Portability effect: SERIOUS. Not only does porting screens from DHCP to CHCS require the 'flattening' of screen design, as mentioned in Part B. of this Section, it also implies that a link must somehow be built from each DHCP "Form" to a brand-new CHCS Input Template -- a Template that wouldn't exist in the DHCP source! Porting from CHCS to DHCP, on the other hand would require somehow constructing explicitly the hierarchy of Blocks and Pages that is only implicit in CHCS screen design, while at the same time dropping the CHCS link between Input Templates and Screens.

A recent development at SAIC seems to offer some hope that this screen-conversion problem might be less troublesome in the future. In the most recent SAIC development version (called Version 26), an alternative screen-handler, often referred to as "WindowMan" is supplanting CHCS ScreenMan for application development. "WindowMan" has an internal structure much more similar to the DHCP tool, although it still lacks the distinction between "Blocks" and "Forms". Encouragingly, too, a rough "ScreenMan-to-WindowMan" translating tool has been written for internal use at SAIC (the "^DWUX" routine). The existence of this tool implies that the job of turning CHCS ScreenMan Templates into DHCP screens is at least partially susceptible to automation, although a programmer is needed to "tidy up" a lot of the converted Screens

In spite of the "WindowMan" development in CHCS, the layout problems presented above seem to indicate that any attempt to port screens from one system to the other would have to be done by developers "from scratch" by re-inputting screen designs in the target system. Complete automation of the process seems impracticable.

CHCS ScreenMan offers the developer a rarely-used ";B" Specifier on any Field, which makes the input "Blind". In operation, the user types an answer and does not see it, because character-echo is turned off within that one data window.

Portability effect: Requires conversion. This feature was obviously instituted because of a security concern that some password or confidential piece of data might be observed by someone else as it was typed. It is unlikely that this functionality would need to be carried over to the less-paranoid environment of

DHCP. If the equivalent were required, one might effect it by inserting "ECHO-OFF" MUMPS code into the "blind" Field's "Pre Action", and "ECHO-ON" code into the "Post Action". This workaround, of course, would have to be done carefully, to avoid Operating-System-dependence.
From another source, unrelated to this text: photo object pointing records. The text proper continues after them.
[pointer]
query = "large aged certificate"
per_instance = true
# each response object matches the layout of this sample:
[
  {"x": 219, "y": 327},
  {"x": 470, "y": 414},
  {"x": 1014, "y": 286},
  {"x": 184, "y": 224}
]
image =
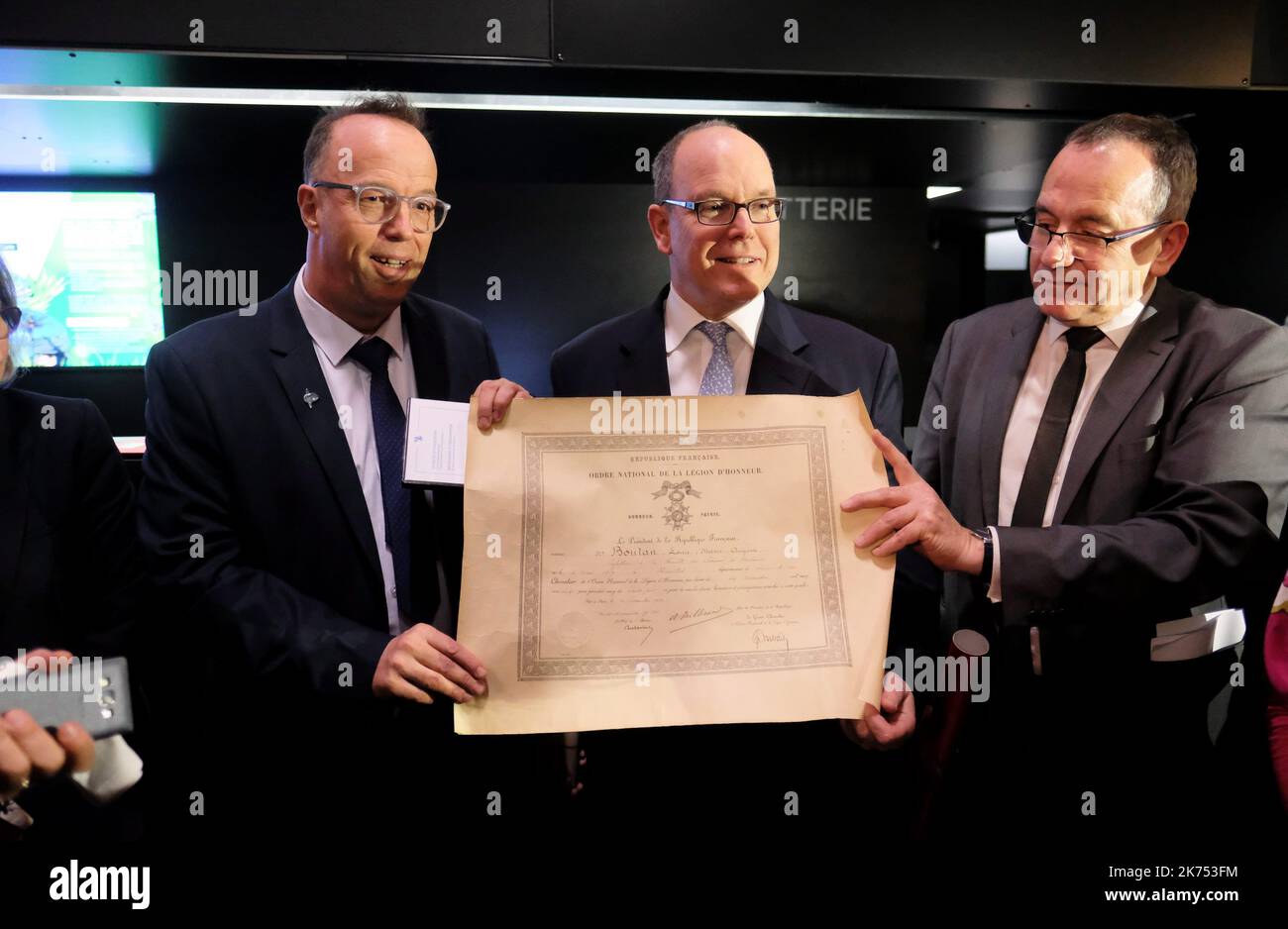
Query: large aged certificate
[{"x": 671, "y": 562}]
Although it does not impact so obviously on the conversion of applications from one system to the other, another distinctive feature of CHCS ScreenMan worth noting is that user keystrokes are associated with each functionality by tables, rather than being hard-coded. The tables can be customized by a non-programmer who understands ASCII. Thus, on the same CHCS computer at the same time, one user may be using "ESC" to signal the "abort" functionality, while another is using "PF1-Q". CHCS ScreenMan is thus easily customizable to a greater variety of terminals, including non-ANSI-Standard terminals such as QUMEs. As regards DHCP-CHCS interchange, note that, while one could construct within CHCS ScreenMan a table of keystrokes that would match what a DHCP user was familiar with (PF1-Q means "abort", and so on), a CHCS user migrating to DHCP would be required to learn DHCP's keystroke conventions.

Finally, we mention the following user functionalities, which are available in CHCS ScreenMan, and are not found in DHCP:

Move cursor to last window on screen.

Undo editing of current window or text line.

Print copy of screen to another device while in the middle of editing.

Spell-check while in the middle of Word-Processing.

Transfer text from another Entry, as in scrolling-mode Word-Processing.

Grab boilerplate text with a "window" code while in Word-Processing.

Again, these features are only noted for comparison purposes; their availablity does not directly relate to portability of screen-based applications. It must be said, though, that CHCS users, especially in areas like Radiology, have come to consider the availability of dynamic spell-checking an important feature of their "applications".